Not long after in February 2013, Papelbon again took aim at his former team when he admitted in an interview that he and several of his former Red Sox teammates had injected the legal, but very controversial, anti-inflammatory drug Toradol. Naturally he decided to take down everyone else in the clubhouse with him, rather than just speaking for himself. Although, that sounds just about right.

In an interview with the Allentown Morning Call in February 2013, Papelbon dumped on the Phillies, stating: “Since I’ve been here I haven’t seen any leadership.” When pressed on the incendiary comments by MLB.com’s Todd Zolecki, he doubled down on them insisting: “I don’t say anything that’s not accurate.”

In March 2013 Papelbon opened his yelling hole again for CSN Philly to share his simplistic take on American politics in the wake of the bombings at the Boston Marathon. Rather than just sending his thoughts to Boston, he decided to insert his empty head into the national gun control debate, stating:

“Today’s day and age has gotten so crazy…everything. You know? [There] is all this stuff going on. And, should man, Obama wants to take our guns from us and everything … And you got this kind of stuff going on? It’s just a little bit insane for me, man. I really don’t even know how to take it.”

Someone should let Papelbon know that when he has no idea what he’s talking about, perhaps it’s best to shut is big fat flapping trap. And he did concede that he didn’t know what he was talking about. The fact that he used to live near “where one of the bombs went off” (two years ago) doesn’t make him anymore qualified to speak on the situation.

In early July 2013 Papelbon offered up his opinion on the possibility of Dodgers rookie Yasiel Puig participating in the All-Star game. The opinion coming from any other veteran in MLB would have been more palatable, but coming from Papelbon, it just seemed vile. On Puig as a potential All-Star he said: “To me, it’s an absolute joke. It’s really kind of stupid if you ask me.”

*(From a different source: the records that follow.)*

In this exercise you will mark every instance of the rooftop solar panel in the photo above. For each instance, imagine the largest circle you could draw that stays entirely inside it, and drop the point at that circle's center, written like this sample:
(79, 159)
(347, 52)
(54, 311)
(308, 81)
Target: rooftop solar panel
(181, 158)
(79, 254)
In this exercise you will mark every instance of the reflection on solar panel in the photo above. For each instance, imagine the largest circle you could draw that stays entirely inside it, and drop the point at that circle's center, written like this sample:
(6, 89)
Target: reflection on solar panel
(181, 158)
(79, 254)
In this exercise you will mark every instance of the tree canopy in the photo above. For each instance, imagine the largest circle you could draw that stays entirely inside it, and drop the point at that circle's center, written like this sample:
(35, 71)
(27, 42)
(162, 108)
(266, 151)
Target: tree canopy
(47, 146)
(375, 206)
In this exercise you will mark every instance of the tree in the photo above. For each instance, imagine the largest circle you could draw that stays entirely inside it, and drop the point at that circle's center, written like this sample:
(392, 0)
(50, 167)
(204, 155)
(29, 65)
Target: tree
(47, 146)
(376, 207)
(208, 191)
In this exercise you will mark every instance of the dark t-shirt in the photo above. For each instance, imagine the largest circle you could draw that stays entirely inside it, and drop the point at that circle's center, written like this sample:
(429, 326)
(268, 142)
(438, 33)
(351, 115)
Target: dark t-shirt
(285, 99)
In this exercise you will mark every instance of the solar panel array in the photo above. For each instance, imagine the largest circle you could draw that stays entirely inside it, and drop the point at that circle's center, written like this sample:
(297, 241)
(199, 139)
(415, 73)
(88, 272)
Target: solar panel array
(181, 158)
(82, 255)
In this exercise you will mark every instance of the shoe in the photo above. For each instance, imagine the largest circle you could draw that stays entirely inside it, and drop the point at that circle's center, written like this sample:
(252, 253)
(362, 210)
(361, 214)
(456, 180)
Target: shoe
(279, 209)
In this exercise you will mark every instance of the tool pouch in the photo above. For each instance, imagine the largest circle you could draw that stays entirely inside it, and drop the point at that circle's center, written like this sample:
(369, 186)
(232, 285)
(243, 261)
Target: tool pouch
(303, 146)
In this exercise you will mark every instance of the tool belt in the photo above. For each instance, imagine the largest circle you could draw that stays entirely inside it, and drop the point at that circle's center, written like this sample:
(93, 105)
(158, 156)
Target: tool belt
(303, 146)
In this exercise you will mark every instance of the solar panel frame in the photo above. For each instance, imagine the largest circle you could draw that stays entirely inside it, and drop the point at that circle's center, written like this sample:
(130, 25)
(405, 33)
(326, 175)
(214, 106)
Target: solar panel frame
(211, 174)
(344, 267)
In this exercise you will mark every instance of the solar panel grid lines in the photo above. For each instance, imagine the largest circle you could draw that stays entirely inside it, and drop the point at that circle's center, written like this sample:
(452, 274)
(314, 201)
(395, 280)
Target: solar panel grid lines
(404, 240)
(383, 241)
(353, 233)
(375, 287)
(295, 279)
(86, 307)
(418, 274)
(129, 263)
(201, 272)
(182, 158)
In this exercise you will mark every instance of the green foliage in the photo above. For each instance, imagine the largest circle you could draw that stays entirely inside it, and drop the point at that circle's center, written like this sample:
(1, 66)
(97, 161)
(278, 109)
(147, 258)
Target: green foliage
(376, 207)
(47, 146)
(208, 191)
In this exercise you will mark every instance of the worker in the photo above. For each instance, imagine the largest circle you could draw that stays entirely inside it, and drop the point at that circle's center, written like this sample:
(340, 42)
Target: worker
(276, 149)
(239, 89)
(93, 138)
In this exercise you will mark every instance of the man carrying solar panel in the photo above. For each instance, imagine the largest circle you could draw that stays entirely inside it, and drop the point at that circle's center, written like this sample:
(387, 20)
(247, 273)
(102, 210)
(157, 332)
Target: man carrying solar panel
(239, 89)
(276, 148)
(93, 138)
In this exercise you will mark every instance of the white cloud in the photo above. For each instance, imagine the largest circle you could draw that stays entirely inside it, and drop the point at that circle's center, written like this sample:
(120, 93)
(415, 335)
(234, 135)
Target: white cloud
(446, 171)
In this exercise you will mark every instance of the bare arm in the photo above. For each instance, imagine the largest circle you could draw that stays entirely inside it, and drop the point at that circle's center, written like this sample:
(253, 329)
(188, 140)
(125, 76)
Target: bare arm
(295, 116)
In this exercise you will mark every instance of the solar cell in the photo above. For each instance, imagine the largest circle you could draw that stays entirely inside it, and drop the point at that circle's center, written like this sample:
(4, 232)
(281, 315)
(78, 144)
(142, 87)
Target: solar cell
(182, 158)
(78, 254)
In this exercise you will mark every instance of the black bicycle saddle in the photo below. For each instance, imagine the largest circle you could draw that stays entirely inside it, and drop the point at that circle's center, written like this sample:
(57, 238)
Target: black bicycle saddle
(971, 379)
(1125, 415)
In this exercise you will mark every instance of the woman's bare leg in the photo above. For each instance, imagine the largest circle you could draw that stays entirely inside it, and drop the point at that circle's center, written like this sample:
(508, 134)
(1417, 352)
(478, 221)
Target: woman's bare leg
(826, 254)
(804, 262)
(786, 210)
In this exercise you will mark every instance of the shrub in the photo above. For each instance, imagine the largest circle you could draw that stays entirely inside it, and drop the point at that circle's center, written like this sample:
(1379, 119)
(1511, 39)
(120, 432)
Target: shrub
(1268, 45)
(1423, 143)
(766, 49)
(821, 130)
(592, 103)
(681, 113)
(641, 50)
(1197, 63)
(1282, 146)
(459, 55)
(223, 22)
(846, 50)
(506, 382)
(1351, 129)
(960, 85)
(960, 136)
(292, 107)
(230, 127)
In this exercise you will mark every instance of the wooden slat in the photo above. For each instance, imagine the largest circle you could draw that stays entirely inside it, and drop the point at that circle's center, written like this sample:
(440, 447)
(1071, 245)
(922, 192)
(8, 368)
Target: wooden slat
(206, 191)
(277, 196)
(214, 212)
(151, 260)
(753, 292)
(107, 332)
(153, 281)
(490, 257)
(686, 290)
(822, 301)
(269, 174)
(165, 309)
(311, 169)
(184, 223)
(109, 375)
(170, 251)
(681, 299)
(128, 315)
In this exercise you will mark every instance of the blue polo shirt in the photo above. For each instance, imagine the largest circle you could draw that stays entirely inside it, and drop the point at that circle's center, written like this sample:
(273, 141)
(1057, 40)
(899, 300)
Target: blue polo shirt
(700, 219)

In Papelbon’s defense, the real stupidity—the real joke—was soliciting his opinion in the first place. He went on to argue the “injustice” Puig’s candidacy was to veteran players, as if he were championing the plight of the American farmer during the depression. Of course, in reality, all he was doing was mimicking the talking points of the baseball establishment—ya know, those who write the unwritten rules.

Most recently Papelbon expressed his displeasure with the effort of his Phllies teammates, right between their seventh and eighth straight losses. He told MLB.com: “I definitely didn’t come here for this. It’s going to take, in my opinion a lot. And in my opinion, I think it’s going to be something very similar to what the Red Sox went through a couple years ago. From top to bottom.”

[Side note: We all know he didn’t go to Philly for “this.” Pabelbon went there because they were stupid enough to pay his ass over $10 million a year. Duh…]

So a few weeks ago the Red Sox were the team of evildoers that forced him to inject questionable drugs and had fans that were less cerebral than those in Philadelphia. And now suddenly they are the team of destiny that pulled themselves up by their own bootstraps and broke a century’s old curse through the power of positive thinking. What a difference a year makes!

It’s hard to imagine that fans in Philadelphia, the town infamous for booing Santa Claus, are going to take kindly to their outspoken, under-producing and overpaid closer that never stops running his mouth while he continues to blow saves.

Matt Gelb of the Philadelphia Inquirer was quick to set straight any fans hoping this nightmare would come to a speedy resolution. His recent column entitled “Jonathan Papelbon isn’t going anywhere” pretty much says it all.

In other words: It’s gonna be cold. It’s gonna be grey. And it’s gonna last you for the rest of your life. It’s Jonathan Papelbon’s bleak and unpleasant world—we’re all just living in it.